India will likely experience a normal monsoon for the fourth consecutive year. India had previously experienced a normal monsoon between 2010 and 2013. The IMD director general predicted that India could experience normal monsoons in the near future, as the decadal period of below-normal rainfall was coming to a close.
The IMD predicts that the monsoon will be below normal in parts of east-central, east, and north-east India, as well as the extreme south-west of peninsular India.
La Nina to continue
‘The southwest monsoon seasonal rainfall is most likely to be above normal for Central India (>106% of LPA) and South Peninsula (>106% of LPA) among the four homogeneous regions. IMD stated in a statement that rainfall is most likely to be normal in Northeast India (96-106 percent of LPA) and Northwest India (92-108 percent of LPA).
Mohapatra also predicted that the current La Nina conditions, which refer to the cooling of the equatorial Pacific region, would persist until August. La Nina is associated with increased monsoon rainfall in India, whereas El Nino is associated with decreased rainfall.
Also Read | IMD to install agro-automatic weather stations at 200 districts across country.
However, the potential development of a negative Indian Ocean Dipole (IOD), which refers to cooler-than-average sea surface temperatures in the Indian Ocean, could result in below-average precipitation in the extreme south-western peninsula, which includes Kerala and Tamil Nadu. Currently, IOD conditions are neutral, but many global models have predicted that a negative IOD will develop during the monsoon season.

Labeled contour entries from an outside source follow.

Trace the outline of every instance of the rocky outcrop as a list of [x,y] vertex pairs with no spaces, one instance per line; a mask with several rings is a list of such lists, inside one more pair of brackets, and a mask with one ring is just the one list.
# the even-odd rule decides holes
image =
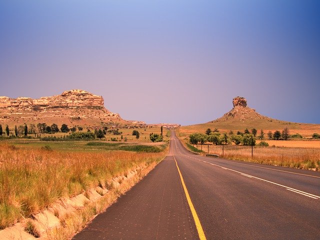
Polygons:
[[41,110],[51,108],[104,107],[104,98],[83,90],[66,91],[61,95],[42,97],[10,98],[0,96],[0,108]]
[[234,108],[238,106],[246,107],[246,99],[242,96],[236,96],[232,100]]
[[246,100],[242,96],[236,96],[232,100],[233,108],[221,118],[212,122],[232,121],[244,122],[246,120],[257,120],[260,119],[271,120],[270,118],[261,115],[256,112],[256,110],[248,106]]

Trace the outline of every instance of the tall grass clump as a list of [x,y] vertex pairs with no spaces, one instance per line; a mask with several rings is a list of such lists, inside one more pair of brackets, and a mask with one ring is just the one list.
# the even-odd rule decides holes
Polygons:
[[0,144],[0,229],[76,196],[144,163],[160,152],[72,152]]

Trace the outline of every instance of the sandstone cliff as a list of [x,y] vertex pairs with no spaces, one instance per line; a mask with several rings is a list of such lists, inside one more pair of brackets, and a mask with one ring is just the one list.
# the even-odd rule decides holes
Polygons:
[[0,124],[65,123],[94,126],[128,122],[104,108],[102,96],[83,90],[66,91],[60,95],[10,98],[0,96]]
[[248,106],[246,100],[242,96],[237,96],[232,100],[233,108],[221,118],[212,122],[234,120],[245,121],[246,120],[258,120],[261,119],[270,120],[272,118],[261,115],[256,112],[256,110]]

When asked about the criticism IMD received for its ‘hurried’ declaration of the monsoon’s arrival in Kerala, Mohapatra stated that the weather office followed a scientific process to declare the onset and progression of the monsoon. According to him, 70 percent of the weather stations in Kerala reported widespread precipitation, and other parameters relating to strong westerly winds and cloud formation in the region were met.